N1. Cardiac Physiology III: Wigger's Diagram - Notes

I. Wigger's Diagram

  • Graph of electrical and mechanical events during one cardiac cycle.
  • Includes ECG, pressure, left ventricular volume.
  • Key events:
    • A/E – aortic valve opens (minimum P_{aorta} = DBP)
    • B – aortic valve closes
    • C – mitral valve closes
    • D/F – mitral valve opens
    • A/E – ejection begins
    • D/F – passive filling begins
    • IVC – isovolumetric contraction
    • IVR – isovolumetric relaxation

A. Atrial Systole

  • EKG: P wave precedes atrial systole.
  • Pressure:
    • Left atrial pressure increases.
    • Aortic pressure at diastolic blood pressure (DBP).
  • LV Volume: Increases to EDV (End Diastolic Volume).

B. Isovolumic Ventricular Contraction (IVC)

  • EKG: QRS complex precedes ventricular systole.
  • Pressure:
    • Bicuspid (mitral) valve closes [C].
    • Ventricular pressure increases.
  • LV Volume: No change.

C. Ventricular Ejection

  • EKG: S-T segment (ventricles in Ca^{2+} plateau phase).
  • Pressure:
    • Ventricular pressure > Aortic pressure.
    • Aortic valve opens [A].
    • Aortic pressure increases to systolic blood pressure (SBP).
    • Ventricular pressure increases then decreases.
  • LV Volume: Ejection leads to volume decrease to ESV (End Systolic Volume).

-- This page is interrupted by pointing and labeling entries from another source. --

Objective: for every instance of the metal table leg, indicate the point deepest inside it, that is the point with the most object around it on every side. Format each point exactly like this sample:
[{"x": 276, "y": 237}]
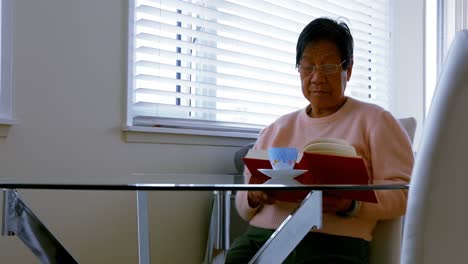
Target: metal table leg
[
  {"x": 294, "y": 228},
  {"x": 143, "y": 228},
  {"x": 19, "y": 220}
]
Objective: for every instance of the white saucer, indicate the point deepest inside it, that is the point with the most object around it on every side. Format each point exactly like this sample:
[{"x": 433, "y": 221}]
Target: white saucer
[
  {"x": 288, "y": 182},
  {"x": 282, "y": 174}
]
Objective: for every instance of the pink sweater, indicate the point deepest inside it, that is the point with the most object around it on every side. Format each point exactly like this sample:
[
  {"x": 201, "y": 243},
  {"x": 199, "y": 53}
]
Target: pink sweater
[{"x": 377, "y": 137}]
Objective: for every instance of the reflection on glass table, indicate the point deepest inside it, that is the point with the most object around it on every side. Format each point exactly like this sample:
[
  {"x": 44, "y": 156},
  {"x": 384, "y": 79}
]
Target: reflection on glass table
[{"x": 19, "y": 219}]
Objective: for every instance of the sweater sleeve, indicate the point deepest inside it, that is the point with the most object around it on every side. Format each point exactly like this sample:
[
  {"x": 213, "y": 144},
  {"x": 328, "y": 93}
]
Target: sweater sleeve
[
  {"x": 391, "y": 162},
  {"x": 242, "y": 204}
]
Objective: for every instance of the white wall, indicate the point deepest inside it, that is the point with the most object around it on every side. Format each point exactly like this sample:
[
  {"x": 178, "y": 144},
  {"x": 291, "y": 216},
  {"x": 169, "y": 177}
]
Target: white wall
[
  {"x": 408, "y": 40},
  {"x": 69, "y": 87}
]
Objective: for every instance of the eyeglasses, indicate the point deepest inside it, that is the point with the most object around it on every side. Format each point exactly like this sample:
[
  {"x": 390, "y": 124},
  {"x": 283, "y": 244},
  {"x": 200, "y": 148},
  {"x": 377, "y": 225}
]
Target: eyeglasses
[{"x": 324, "y": 68}]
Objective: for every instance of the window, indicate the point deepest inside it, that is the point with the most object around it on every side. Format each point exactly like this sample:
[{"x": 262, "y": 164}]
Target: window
[
  {"x": 217, "y": 67},
  {"x": 5, "y": 65},
  {"x": 452, "y": 16}
]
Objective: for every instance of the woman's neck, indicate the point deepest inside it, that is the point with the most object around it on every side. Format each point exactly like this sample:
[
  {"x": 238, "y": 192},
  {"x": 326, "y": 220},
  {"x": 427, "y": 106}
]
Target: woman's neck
[{"x": 323, "y": 112}]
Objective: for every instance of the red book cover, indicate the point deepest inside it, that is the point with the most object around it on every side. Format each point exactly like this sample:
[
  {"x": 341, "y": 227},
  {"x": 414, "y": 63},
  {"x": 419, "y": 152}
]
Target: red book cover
[{"x": 321, "y": 169}]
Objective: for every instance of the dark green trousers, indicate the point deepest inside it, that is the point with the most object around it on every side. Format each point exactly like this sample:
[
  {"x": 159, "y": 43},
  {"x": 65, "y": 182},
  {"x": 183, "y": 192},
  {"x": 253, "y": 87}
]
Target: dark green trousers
[{"x": 315, "y": 248}]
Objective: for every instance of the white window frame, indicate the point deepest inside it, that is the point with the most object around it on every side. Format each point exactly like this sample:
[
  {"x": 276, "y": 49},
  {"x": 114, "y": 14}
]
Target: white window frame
[
  {"x": 171, "y": 135},
  {"x": 6, "y": 97}
]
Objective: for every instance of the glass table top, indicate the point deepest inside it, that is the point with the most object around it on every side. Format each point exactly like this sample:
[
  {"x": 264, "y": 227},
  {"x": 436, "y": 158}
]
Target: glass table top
[{"x": 170, "y": 182}]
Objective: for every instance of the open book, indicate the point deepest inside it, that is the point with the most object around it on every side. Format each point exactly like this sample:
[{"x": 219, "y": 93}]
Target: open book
[{"x": 321, "y": 169}]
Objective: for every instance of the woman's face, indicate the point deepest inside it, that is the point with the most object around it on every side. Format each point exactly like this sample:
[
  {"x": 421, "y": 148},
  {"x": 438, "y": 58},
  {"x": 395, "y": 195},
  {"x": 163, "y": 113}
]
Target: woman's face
[{"x": 325, "y": 92}]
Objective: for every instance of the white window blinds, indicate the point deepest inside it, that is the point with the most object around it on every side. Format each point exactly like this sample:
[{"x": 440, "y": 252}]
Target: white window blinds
[{"x": 228, "y": 66}]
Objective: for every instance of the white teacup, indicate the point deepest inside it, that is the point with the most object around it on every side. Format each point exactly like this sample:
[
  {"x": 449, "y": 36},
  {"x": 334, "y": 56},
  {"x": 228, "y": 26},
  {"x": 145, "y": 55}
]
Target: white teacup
[{"x": 282, "y": 158}]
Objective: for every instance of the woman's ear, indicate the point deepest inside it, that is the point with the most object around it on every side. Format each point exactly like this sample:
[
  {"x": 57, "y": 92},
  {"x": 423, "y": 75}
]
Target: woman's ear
[{"x": 349, "y": 71}]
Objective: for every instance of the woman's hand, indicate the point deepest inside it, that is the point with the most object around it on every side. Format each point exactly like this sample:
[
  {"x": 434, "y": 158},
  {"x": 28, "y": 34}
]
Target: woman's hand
[
  {"x": 335, "y": 204},
  {"x": 257, "y": 198}
]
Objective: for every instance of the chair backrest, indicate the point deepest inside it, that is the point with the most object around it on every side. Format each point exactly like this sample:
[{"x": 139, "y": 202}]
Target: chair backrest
[
  {"x": 387, "y": 235},
  {"x": 435, "y": 223}
]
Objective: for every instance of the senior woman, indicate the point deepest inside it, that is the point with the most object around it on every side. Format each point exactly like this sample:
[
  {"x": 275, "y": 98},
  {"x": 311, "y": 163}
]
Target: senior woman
[{"x": 325, "y": 62}]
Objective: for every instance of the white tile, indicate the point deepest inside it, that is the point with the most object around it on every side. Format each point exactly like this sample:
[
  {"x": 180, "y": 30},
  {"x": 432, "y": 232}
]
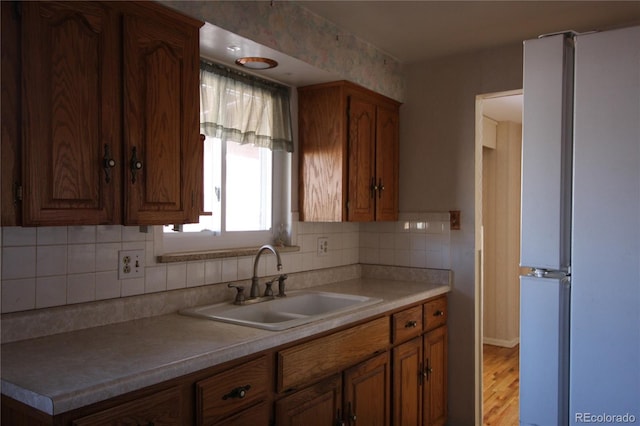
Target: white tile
[
  {"x": 387, "y": 240},
  {"x": 213, "y": 271},
  {"x": 81, "y": 258},
  {"x": 435, "y": 259},
  {"x": 402, "y": 241},
  {"x": 108, "y": 233},
  {"x": 418, "y": 242},
  {"x": 245, "y": 266},
  {"x": 418, "y": 259},
  {"x": 51, "y": 291},
  {"x": 81, "y": 288},
  {"x": 107, "y": 256},
  {"x": 155, "y": 279},
  {"x": 81, "y": 234},
  {"x": 132, "y": 287},
  {"x": 52, "y": 235},
  {"x": 17, "y": 236},
  {"x": 230, "y": 269},
  {"x": 195, "y": 274},
  {"x": 18, "y": 295},
  {"x": 107, "y": 285},
  {"x": 176, "y": 275},
  {"x": 387, "y": 257},
  {"x": 51, "y": 260},
  {"x": 18, "y": 262}
]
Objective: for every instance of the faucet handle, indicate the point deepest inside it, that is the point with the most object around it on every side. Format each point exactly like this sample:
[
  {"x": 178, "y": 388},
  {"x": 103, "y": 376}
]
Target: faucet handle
[
  {"x": 239, "y": 300},
  {"x": 268, "y": 291},
  {"x": 281, "y": 285}
]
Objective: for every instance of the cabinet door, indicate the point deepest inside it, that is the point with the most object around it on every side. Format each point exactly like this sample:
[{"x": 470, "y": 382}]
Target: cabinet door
[
  {"x": 257, "y": 415},
  {"x": 408, "y": 378},
  {"x": 161, "y": 137},
  {"x": 71, "y": 109},
  {"x": 387, "y": 145},
  {"x": 435, "y": 393},
  {"x": 162, "y": 408},
  {"x": 318, "y": 405},
  {"x": 366, "y": 388},
  {"x": 362, "y": 133}
]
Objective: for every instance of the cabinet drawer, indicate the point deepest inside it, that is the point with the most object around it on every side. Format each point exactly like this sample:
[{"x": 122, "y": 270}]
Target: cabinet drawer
[
  {"x": 406, "y": 324},
  {"x": 232, "y": 390},
  {"x": 160, "y": 408},
  {"x": 435, "y": 313},
  {"x": 304, "y": 363}
]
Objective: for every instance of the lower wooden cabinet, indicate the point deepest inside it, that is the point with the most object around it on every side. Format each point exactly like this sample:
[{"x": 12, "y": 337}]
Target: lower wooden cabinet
[
  {"x": 391, "y": 370},
  {"x": 360, "y": 395},
  {"x": 162, "y": 408},
  {"x": 420, "y": 372},
  {"x": 231, "y": 392},
  {"x": 435, "y": 389},
  {"x": 317, "y": 405},
  {"x": 367, "y": 392}
]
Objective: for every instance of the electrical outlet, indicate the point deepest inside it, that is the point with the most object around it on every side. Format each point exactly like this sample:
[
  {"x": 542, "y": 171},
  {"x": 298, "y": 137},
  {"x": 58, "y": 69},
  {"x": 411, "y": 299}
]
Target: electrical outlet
[
  {"x": 130, "y": 264},
  {"x": 323, "y": 246}
]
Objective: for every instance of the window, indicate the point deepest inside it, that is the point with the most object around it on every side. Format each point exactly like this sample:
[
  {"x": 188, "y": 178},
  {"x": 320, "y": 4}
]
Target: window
[{"x": 247, "y": 127}]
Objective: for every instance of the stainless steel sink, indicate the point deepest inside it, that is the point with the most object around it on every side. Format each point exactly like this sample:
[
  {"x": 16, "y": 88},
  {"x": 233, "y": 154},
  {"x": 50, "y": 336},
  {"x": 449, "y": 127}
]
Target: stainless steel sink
[{"x": 281, "y": 313}]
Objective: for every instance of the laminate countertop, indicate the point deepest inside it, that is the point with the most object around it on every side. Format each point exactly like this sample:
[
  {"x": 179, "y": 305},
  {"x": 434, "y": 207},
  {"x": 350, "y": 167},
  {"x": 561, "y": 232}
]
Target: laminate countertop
[{"x": 62, "y": 372}]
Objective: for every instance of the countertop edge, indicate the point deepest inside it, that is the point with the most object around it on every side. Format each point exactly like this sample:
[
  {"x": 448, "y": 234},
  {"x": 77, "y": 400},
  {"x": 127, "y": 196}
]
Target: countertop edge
[{"x": 58, "y": 404}]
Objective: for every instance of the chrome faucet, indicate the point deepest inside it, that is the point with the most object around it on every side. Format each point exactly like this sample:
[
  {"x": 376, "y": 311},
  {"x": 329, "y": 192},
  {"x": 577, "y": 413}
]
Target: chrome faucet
[{"x": 254, "y": 280}]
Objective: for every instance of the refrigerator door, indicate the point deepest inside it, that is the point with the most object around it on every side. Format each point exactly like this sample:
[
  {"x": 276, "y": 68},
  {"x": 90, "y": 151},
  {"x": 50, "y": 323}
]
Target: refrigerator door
[
  {"x": 605, "y": 296},
  {"x": 544, "y": 350},
  {"x": 546, "y": 153}
]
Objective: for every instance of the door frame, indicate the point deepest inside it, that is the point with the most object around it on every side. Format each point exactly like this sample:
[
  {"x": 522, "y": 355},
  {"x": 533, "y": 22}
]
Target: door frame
[{"x": 478, "y": 244}]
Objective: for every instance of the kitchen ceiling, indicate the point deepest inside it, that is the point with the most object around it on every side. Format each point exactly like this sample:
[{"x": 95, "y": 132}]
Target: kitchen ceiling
[{"x": 413, "y": 31}]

D. Early Ventricular Diastole

  • EKG: T-wave precedes diastole.
  • Pressure:
    • Aortic valve closes [B].
    • Dicrotic notch.
    • Ventricular pressure decreases.
  • LV Volume: Isovolumic diastole.

E. Late Ventricular Diastole

  • EKG: T-P segment.
  • Pressure:
    • Ventricular pressure < Atrial pressure.
    • AV valves open.
  • LV Volume: Increases, passive filling of ventricles.

II. Cardiac Output

A. Cardiac Output (CO)

  • Volume of blood pumped by one ventricle in a period of time.
  • Units: mL/min.
  • Measure of total blood flow throughout the body.
  • Increases with exertion and O_2 requirements.
  • Calculated as: CO = HR \,(heart \, rate) \times SV \,(stroke \, volume).
  • Average CO = 5040 mL/min (72 bpm * 70 mL/beat).

B. Blood Flow

  • Q = V \times A
    • Q = flow (cm^3/sec)
    • V = velocity (cm/sec)
    • A = cross-sectional area (cm^2)
  • Aorta and large arteries: 5 – 35 cm/sec (fast to distribute blood quickly to the tissues – “distribution vessels”).
  • Capillaries: ~ 0.05 cm/sec (slow to allow time to exchange with tissues – “exchange vessels”).
  • Ohm’s Law:
    • Q = [Delta]Pressure / Resistance
      • Q = cardiac output (CO) amount of blood pumped by the left ventricle (= amount pumped by right ventricle) 3000 – 25,000 ml/min
      • [Delta]P = pressure difference between the beginning and the end of the tube for the systemic circulation
        • leaves LV pressure = P_{aorta} mean arterial pressure (MAP)
        • returns to RA pressure = P_{vena \, cava} very low (~ 0 mmHg)
        • [Delta]P = P{aorta} - P{vena \, cava} = MAP

C. Resistance (R)

  • R = (8 \eta L) / (\pi r^4)
    • \eta = viscosity
    • L = length
    • r = radius
  • Small vasoconstriction of arterioles = big increase in resistance.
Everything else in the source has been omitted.